Understanding OEE Calculation

OEE Calculation Explained

One of the most common questions is how OEE (overall equipment effectiveness) is calculated. This article is intended to explain what that means in the context of FactoryWiz.

First off - OEE is calculated out of your scheduled time only. If you have shifts in FactoryWiz covering 16 hours per day, only those 16 hours matter. That works both ways - machines sitting idle during the unscheduled time don't drag your time down - but also machines running during your unscheduled time don't drag your score up - either. If you have machines which run unattended - it is recommended that those machines are set for a 24 hour schedule to capture all of their production within your OEE score.

With those unscheduled hours tossed out the window - the first part of OEE is the availability score. This number is akin to your "uptime". How much time out of those 16 hours today has this machine managed to stay running - that is your availability. Anything which causes the machine not to run is an availability loss. This includes unloading and loading, setup, breaks, unscheduled machine outages, insufficient staff, etc. It is important to recognize two things: this is not overall operator effectiveness. Even if there is no operator - you have a piece of equipment which has capacity and which is experiencing a loss (the loss reason being "there is nobody to run it"). Second, just because there is a loss doesn't mean someone is doing anything wrong.

On a machine with automation or automatic bar feeders - the availability score will be much higher than on a mill with short cycle times and manual loading. Some processes have long setup times. Some processes the machinery will only run for 25% of the time simply because of how the process is designed - not due to lack of hard work or motivation on the shop floor. It is important we recognize that we are simply measuring the process as it exists and have realistic expectations. What we do not want to do, however, is hide it. Frequently we are asked to build in some "fudge factor" that makes the machine appear as though it were running at 100% by hiding those losses - and that could be a useful metric in some applications but it is not OEE. Instead - we want to measure those six hours per day lost to loading and unloading because eyes off the problem is an excellent way of ensuring you will never improve it. Perhaps you could reduce that number with automation.

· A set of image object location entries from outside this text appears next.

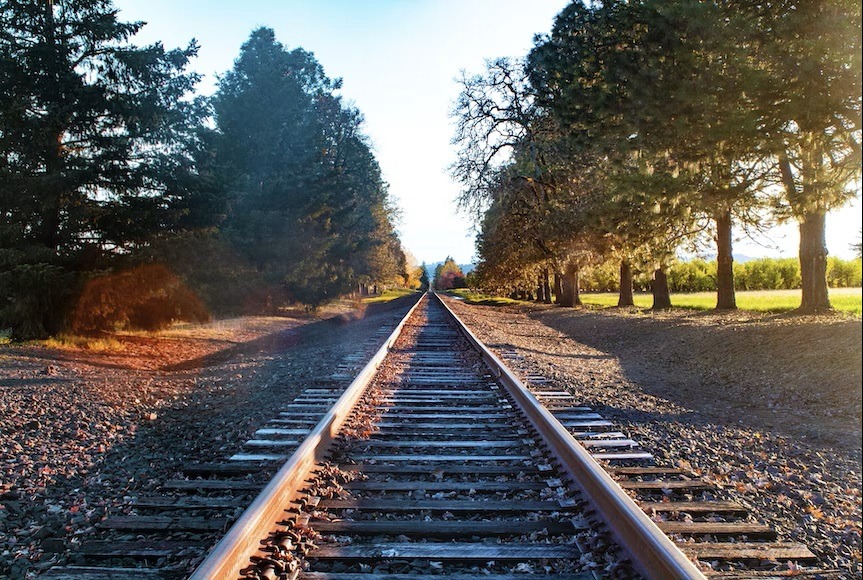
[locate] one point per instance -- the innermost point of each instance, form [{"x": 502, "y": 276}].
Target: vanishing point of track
[{"x": 438, "y": 460}]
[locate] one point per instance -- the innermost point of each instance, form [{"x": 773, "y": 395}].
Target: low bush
[{"x": 148, "y": 297}]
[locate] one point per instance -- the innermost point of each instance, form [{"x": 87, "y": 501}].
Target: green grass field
[
  {"x": 845, "y": 300},
  {"x": 389, "y": 295}
]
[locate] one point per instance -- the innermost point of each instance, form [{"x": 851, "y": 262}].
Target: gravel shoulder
[
  {"x": 768, "y": 407},
  {"x": 80, "y": 430}
]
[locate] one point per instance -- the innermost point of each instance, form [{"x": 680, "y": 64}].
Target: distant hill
[{"x": 465, "y": 268}]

Perhaps you want to compare your machines without automation to those with automation before you buy your next piece of equipment. Hiding the numbers to look good will lead to less informed decisions. Why should you buy a machine with automation for twice the price when your machines without automation appear to run at 95% OEE? That's why OEE doesn't fudge the numbers. It may seem brutal - but every little loss that is not the machine running gets counted and categorized for better decision making.

The next part of OEE is the performance metric. This is not your uptime. This is not how fast your operators load the machine. That is availability! Performance can be considered "is this machine running to specification". Reasons for performance losses could be an operator turning down a feedrate override or a wire EDM having a short which is causing it to cut slower. The machine is running, but it isn't producing the part as quickly as it should. This is determined by comparing the actual time versus a benchmark. A frequent question is, "why can't I just look at how long the machine is taking to run a part and use that as a benchmark?" Then both halves of the equation will be coming from the same place! In aggregate, the recorded cycle times over the recorded cycle times will always be 100%. If I run the first 100 parts at 50% feed override and the next 100 parts at 50% feed override - I still only am getting 50% of my parts per hour but the formula would show 100%. You can use FactoryWiz history to give you an idea of what the benchmark should be - but that should be a defined value which is not fluctuating with the machine cycle times, and which you have some control over. That number can be embedded into the machine's part program, stored in a spreadsheet, input manually (recommended against), or accessed via some external system such as your ERP - but that will give FactoryWiz something to compare the actual times against and come up with your performance percentage. If no benchmark time is available, performance is defaulted to 100% meaning your OEE number is really just an availability number.

Finally - quality is simple. All parts are considered good unless flagged otherwise. If an operator flags something for non-conformance, or it is later flagged by a CMM or person in QA, those will subtract from the good total and be reflected in the quality percentage.

Multiply availability times performance times quality and you get your OEE for scheduled time!

Some additional notes:
  1. Sometimes there are times which you would like to exclude from the OEE schedule such as planned maintenance. Set a mode for planned maintenance in FactoryWiz and configure this mode to be entirely excluded from OEE to achieve this.
  2. Other times, a machine may be running but not productive. For example, warmup. If a machine is warming up for three hours the light may be green but we should treat that as lost time. To do this, set a warmup mode in FactoryWiz and define that mode to always count as idle.
  3. Part counting is important! Even if you don't care about the part counts on the reports, the part count is another way of looking at "when was each part completed." We need to know that to have cycle times for performance, and we need a part count for quality because you can't determine a percentage unless you know how many parts were made to begin with. Make sure your programs count your parts before using either Performance or Quality metrics to get a complete OEE. Without it - you can only determine availability.